Protein 4.1 is a multifunctional protein with heterogeneity in molecular weight, intracellular localization, tissue- and development-specific expression patterns. Mouse protein 4.1 gene, over 90 kilobases long, comprises at least 23 exons (13 constitutive exons, 10 alternative exons) interrupted by 22 introns. The donor and acceptor splice site sequences match the consensus sequences for the exon-intron boundaries of most eukaryotic genes. No significant sequence difference has been observed between splice junctions of alternative and constitutive exons. Apparently, most alternative exon-encoded peptides are located within particular functional domains of protein 4.1: two peptides encoded by alternative exons 4 and 5 are located near or within the glycophorin/calmodulin binding domain, whereas three other alternative exon-encoded peptides (a stretch of 19-amino acids encoded by exon 14, one of 14-amino acids encoded by exon 15, and a 21-amino acid stretch encoded by exon 16) are located near or within the spectrin-actin binding domain (See Drosophila Spectrin). Selective use of exon 2', which carries an upstream translation initiation codon (AUG), may produce an elongated P4.1 isoform (135 kDa) that is predominantly expressed in nonerythroid tissues. Combinatorial splicing of these exons may generate different isoforms that will exhibit complicated tissue-specific expression patterns (Huang, 1993).

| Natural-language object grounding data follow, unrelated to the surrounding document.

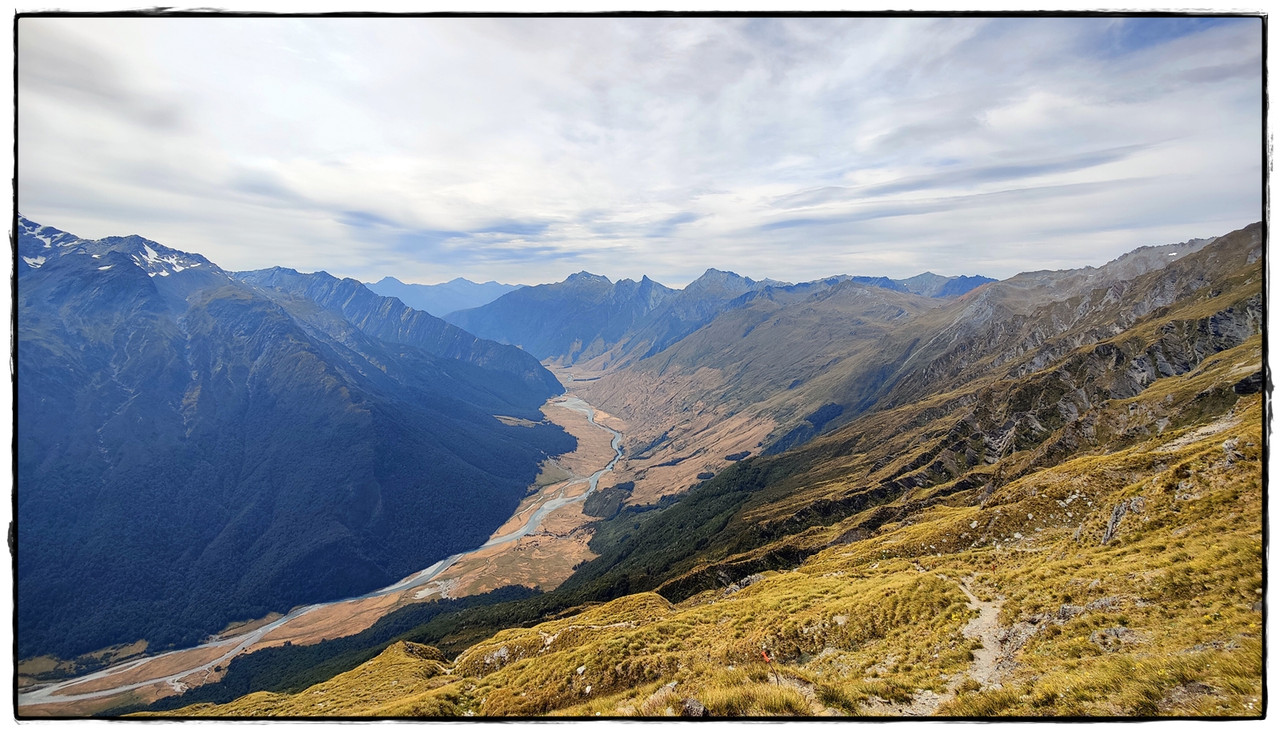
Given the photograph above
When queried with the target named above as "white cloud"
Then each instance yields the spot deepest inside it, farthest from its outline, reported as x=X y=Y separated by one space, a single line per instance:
x=526 y=149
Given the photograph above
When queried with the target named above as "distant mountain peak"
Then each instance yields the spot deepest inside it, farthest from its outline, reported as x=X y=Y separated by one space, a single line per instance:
x=583 y=277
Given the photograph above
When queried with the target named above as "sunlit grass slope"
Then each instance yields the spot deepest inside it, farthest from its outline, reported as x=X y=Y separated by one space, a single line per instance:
x=1100 y=571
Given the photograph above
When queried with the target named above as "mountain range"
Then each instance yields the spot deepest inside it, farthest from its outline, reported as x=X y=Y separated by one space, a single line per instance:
x=442 y=298
x=1015 y=511
x=588 y=316
x=844 y=497
x=197 y=447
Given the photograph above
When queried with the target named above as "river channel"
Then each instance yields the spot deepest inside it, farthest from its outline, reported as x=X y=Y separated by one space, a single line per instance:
x=60 y=691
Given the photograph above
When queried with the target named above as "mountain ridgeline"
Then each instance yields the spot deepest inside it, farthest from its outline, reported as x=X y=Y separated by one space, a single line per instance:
x=196 y=447
x=588 y=316
x=442 y=298
x=1009 y=505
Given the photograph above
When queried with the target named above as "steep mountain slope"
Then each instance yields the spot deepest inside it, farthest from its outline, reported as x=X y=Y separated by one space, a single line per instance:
x=1075 y=530
x=388 y=319
x=801 y=385
x=575 y=319
x=442 y=298
x=191 y=451
x=928 y=284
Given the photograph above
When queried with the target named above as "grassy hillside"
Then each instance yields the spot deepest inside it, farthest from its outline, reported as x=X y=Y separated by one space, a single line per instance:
x=1066 y=522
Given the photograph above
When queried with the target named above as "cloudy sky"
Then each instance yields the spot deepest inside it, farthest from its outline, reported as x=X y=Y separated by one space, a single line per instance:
x=528 y=149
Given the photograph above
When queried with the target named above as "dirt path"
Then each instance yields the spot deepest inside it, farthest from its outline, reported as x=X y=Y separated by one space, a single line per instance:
x=986 y=627
x=984 y=668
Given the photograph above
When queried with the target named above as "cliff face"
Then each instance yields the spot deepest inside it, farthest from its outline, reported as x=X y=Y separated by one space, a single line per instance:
x=1029 y=530
x=192 y=449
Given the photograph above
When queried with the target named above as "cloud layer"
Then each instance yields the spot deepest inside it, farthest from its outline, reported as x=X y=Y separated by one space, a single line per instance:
x=526 y=149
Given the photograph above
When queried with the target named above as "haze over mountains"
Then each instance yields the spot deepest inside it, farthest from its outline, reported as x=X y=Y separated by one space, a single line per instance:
x=197 y=447
x=442 y=298
x=1005 y=503
x=588 y=315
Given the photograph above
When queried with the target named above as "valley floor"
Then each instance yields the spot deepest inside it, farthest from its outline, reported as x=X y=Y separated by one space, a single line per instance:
x=1124 y=584
x=538 y=547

Both protein 4.1's interaction with the erythroid skeletal proteins spectrin and actin and its essential role in regulating membrane strength are attributable to expression of an alternatively spliced 63-nucleotide exon. The corresponding 21-amino acid (21-aa) cassette is within the spectrin-actin binding domain of erythroid protein 4.1. This cassette is absent, however, in several isoforms that are generated by tissue- and development-specific RNA splicing. Four isoforms of the 10-kDa domain were constructed for comparative assessment of functions particularly relevant to red cells. In vitro translated isoforms containing the 21-aa cassette were found to bind spectrin, stabilize spectrin-actin complexes, and associate with red cell membrane. Isoforms replacing or lacking the 21-aa cassette do not function in these assays. The 21-aa sequence in protein 4.1 is critical to mechanical integrity of the red cell membrane. These results also allow the role of protein 4.1 in membrane mechanics to be interpreted primarily in terms of its spectrin-actin binding function. Alternatively expressed sequences within the 10-kDa domain of nonerythroid protein 4.1 suggest different, yet to be defined functions (Discher, 1993).

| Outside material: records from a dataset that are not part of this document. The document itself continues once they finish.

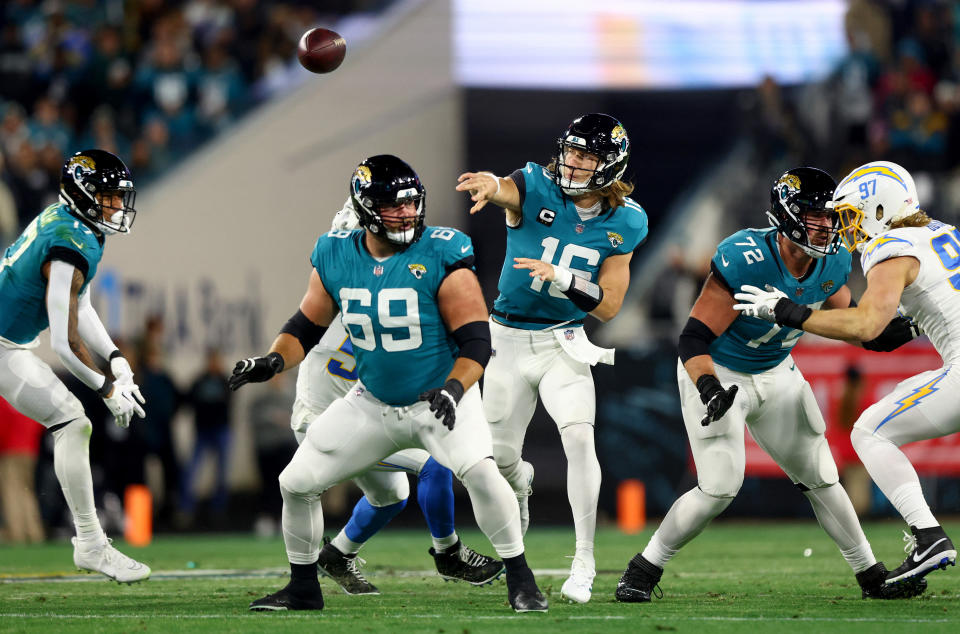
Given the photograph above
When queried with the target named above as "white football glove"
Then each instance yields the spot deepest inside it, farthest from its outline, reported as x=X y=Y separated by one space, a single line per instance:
x=122 y=404
x=123 y=374
x=758 y=303
x=347 y=218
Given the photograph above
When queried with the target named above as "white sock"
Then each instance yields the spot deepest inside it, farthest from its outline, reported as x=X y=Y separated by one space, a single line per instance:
x=891 y=470
x=71 y=462
x=658 y=554
x=514 y=476
x=686 y=519
x=909 y=501
x=346 y=545
x=835 y=513
x=302 y=524
x=495 y=507
x=583 y=480
x=441 y=544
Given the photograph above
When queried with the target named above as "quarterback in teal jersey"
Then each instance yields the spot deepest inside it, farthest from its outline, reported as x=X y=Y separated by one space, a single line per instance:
x=766 y=392
x=411 y=304
x=571 y=231
x=44 y=282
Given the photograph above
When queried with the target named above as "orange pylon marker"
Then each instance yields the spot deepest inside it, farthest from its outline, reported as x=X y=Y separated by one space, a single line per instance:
x=631 y=506
x=138 y=515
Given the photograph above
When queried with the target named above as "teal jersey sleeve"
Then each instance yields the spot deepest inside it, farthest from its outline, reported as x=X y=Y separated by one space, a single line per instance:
x=752 y=257
x=53 y=235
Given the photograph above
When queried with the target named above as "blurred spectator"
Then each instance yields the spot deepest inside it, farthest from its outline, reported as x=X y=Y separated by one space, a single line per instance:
x=275 y=445
x=167 y=74
x=855 y=478
x=220 y=87
x=19 y=446
x=210 y=398
x=9 y=221
x=163 y=400
x=30 y=182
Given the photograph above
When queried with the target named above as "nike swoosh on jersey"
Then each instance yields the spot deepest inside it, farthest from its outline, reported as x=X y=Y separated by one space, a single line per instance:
x=917 y=557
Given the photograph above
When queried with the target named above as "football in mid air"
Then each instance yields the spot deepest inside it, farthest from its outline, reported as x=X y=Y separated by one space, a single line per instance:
x=321 y=50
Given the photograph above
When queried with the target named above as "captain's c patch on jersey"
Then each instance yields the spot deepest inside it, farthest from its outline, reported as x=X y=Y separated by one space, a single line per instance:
x=546 y=216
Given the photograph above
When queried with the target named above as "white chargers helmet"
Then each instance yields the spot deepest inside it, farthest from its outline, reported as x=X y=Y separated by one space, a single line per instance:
x=870 y=199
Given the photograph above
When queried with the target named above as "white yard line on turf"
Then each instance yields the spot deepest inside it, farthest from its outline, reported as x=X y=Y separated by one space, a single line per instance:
x=479 y=617
x=169 y=575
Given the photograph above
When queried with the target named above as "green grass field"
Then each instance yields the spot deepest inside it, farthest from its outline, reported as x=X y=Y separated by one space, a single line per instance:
x=732 y=578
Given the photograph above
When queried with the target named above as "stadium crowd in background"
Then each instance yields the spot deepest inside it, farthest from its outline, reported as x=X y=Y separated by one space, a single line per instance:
x=148 y=81
x=895 y=95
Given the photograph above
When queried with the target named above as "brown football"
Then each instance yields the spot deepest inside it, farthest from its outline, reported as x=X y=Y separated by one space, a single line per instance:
x=321 y=50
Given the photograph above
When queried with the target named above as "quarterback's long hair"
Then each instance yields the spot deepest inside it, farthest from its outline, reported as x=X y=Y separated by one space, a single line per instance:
x=613 y=194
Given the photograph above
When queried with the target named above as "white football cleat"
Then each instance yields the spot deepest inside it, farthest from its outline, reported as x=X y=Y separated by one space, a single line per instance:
x=579 y=585
x=109 y=561
x=523 y=497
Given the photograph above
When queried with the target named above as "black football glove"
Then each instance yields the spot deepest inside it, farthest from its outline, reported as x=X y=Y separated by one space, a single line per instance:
x=255 y=370
x=717 y=400
x=443 y=401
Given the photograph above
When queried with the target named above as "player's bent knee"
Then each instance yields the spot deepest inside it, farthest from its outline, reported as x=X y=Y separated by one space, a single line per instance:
x=384 y=488
x=577 y=438
x=296 y=480
x=79 y=430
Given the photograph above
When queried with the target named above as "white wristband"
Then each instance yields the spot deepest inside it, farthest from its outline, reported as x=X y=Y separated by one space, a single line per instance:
x=496 y=179
x=562 y=278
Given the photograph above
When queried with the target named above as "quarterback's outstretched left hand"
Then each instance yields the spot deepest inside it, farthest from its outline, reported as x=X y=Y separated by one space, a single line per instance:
x=443 y=401
x=255 y=370
x=482 y=187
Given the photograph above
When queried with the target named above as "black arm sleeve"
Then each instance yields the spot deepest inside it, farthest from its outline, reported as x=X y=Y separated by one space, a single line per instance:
x=306 y=332
x=695 y=339
x=520 y=181
x=65 y=254
x=473 y=339
x=899 y=331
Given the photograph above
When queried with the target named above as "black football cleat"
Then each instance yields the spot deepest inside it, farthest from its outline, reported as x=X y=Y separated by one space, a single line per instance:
x=460 y=562
x=523 y=593
x=639 y=581
x=873 y=584
x=928 y=549
x=288 y=598
x=344 y=570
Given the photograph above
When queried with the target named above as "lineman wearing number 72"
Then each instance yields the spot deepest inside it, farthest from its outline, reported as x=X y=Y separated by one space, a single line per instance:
x=736 y=371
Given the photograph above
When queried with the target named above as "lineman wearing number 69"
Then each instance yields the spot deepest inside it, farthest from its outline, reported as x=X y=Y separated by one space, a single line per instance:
x=410 y=301
x=736 y=371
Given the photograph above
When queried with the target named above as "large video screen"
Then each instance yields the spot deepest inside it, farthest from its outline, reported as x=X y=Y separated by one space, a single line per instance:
x=630 y=44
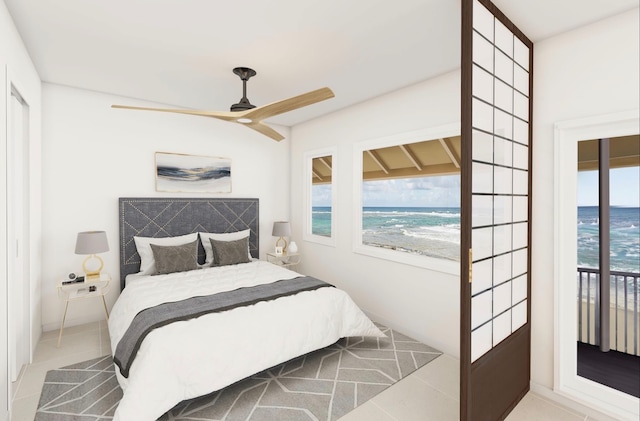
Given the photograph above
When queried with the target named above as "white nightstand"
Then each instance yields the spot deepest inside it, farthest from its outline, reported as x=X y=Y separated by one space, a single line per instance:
x=288 y=260
x=82 y=290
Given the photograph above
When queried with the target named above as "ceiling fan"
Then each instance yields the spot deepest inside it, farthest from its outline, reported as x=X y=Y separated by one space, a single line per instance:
x=248 y=114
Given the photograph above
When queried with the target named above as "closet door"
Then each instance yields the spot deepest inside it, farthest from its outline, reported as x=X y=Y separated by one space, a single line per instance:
x=496 y=209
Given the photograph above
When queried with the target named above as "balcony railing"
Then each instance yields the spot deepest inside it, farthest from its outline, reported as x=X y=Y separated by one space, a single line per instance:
x=624 y=306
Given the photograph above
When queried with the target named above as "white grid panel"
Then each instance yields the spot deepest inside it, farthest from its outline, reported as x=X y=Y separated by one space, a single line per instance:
x=500 y=188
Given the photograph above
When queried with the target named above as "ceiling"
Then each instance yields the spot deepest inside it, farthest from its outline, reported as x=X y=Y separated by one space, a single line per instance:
x=181 y=52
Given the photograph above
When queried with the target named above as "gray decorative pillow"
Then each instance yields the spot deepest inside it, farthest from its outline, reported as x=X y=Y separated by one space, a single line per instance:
x=230 y=252
x=170 y=259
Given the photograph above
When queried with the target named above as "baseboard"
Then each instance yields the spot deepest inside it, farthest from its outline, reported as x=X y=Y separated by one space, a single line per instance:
x=550 y=395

Expression of the complex gene encoding multiple isoforms of structural protein 4.1 is regulated by alternative pre-mRNA splicing. During erythropoiesis, developmental stage-specific inclusion of exon 16 generates protein 4.1 isoforms having a fully functional spectrin-actin binding domain. Human mammary epithelial cells (HMEC), coincident with the dramatic morphological changes induced by altered culture conditions, exhibit a novel pre-mRNA splicing switch involving a new exon (exon 17B, 450 nucleotides) in the COOH-terminal coding region. 4.1 RNA expressed in proliferating HMEC adherent to culture dishes mostly excludes exon 17B, whereas 4.1 transcripts processed in nondividing suspension cultures of HMEC strongly include this exon. This pre-mRNA splicing switch is reversible: cells transferred from poly(2-hydroxyethyl methacrylate) back to plastic resume cell division and down-regulate exon 17B expression. More detailed studies reveal complex tissue-specific alternative splicing of exon 17B and another new exon 17A (51 nucleotides). These results predict the existence of multiple 4.1 protein isoforms with diverse COOH termini. Moreover, they strongly suggest that regulation of gene expression during differentiation of epithelial cells is mediated not only by transcriptional mechanisms, but also by post-transcriptional processes such as alternative pre-mRNA splicing (Schischmanoff, 1997).

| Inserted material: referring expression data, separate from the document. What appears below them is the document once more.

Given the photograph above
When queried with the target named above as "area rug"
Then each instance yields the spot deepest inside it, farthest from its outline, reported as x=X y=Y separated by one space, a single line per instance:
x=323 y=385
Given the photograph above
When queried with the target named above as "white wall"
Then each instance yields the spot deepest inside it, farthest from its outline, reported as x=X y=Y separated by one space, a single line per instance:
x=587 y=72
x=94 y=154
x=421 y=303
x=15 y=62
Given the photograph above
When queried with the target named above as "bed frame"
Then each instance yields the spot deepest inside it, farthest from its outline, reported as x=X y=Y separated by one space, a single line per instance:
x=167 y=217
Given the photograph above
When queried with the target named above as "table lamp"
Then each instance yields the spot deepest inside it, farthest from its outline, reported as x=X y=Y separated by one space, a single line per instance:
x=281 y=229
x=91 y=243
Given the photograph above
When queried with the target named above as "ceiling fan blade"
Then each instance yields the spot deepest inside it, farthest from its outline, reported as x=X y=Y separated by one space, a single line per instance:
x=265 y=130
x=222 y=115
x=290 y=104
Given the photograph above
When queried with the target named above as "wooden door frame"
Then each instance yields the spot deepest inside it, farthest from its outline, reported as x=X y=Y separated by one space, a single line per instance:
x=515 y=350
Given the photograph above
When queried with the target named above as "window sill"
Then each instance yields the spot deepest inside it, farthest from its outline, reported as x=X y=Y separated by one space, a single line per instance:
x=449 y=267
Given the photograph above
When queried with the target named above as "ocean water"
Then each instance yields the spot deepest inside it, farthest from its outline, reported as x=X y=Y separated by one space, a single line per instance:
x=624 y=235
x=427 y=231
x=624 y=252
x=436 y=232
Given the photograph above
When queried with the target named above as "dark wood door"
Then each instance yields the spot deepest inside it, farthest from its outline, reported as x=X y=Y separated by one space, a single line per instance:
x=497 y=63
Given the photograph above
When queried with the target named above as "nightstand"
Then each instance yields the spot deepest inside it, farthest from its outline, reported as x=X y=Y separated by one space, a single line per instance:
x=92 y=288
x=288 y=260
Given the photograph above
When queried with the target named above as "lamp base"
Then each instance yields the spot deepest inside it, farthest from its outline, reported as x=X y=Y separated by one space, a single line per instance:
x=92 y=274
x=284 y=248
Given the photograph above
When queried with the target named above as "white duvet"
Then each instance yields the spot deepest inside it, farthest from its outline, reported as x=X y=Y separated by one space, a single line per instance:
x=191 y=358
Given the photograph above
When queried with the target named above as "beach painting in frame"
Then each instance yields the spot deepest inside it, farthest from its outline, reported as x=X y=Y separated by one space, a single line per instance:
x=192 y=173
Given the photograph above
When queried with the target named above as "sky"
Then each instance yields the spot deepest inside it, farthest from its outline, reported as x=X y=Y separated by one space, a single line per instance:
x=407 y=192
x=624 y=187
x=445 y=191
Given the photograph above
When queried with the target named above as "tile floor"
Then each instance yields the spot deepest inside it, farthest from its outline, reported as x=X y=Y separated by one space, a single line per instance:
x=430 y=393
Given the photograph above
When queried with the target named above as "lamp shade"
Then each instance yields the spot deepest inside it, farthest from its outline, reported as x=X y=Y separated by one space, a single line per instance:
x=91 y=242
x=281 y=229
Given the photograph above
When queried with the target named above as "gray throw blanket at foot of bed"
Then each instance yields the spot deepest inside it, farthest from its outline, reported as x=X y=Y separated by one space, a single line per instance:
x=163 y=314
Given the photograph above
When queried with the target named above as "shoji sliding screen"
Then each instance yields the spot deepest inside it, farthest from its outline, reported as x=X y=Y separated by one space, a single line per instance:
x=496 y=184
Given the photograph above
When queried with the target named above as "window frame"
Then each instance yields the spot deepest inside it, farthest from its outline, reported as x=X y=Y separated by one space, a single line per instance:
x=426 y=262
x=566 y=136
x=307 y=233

By tissue screening for protein 4.1 isoforms, new features of an already complex pattern of alternative splicing within the spectrin/actin binding domain have been observed. In particular, a new 51-nt exon was found that is present almost exclusively in muscle tissue. In addition, multiple genomic clones have been isolated spanning over 200 kb, containing the entire erythroid and nonerythroid coding sequence of the human locus. The exon/intron structure has now been characterized; with the exception of a 17-nt motif, all of the alternatively spliced motifs correspond to individual exons. The 3'-untranslated region (UTR) has also been completely sequenced using various PCR and genomic-sequencing methods. The 3' UTR (over 3 kb in size) accounts for one-half of the mature mRNA (Baklouti, 1997).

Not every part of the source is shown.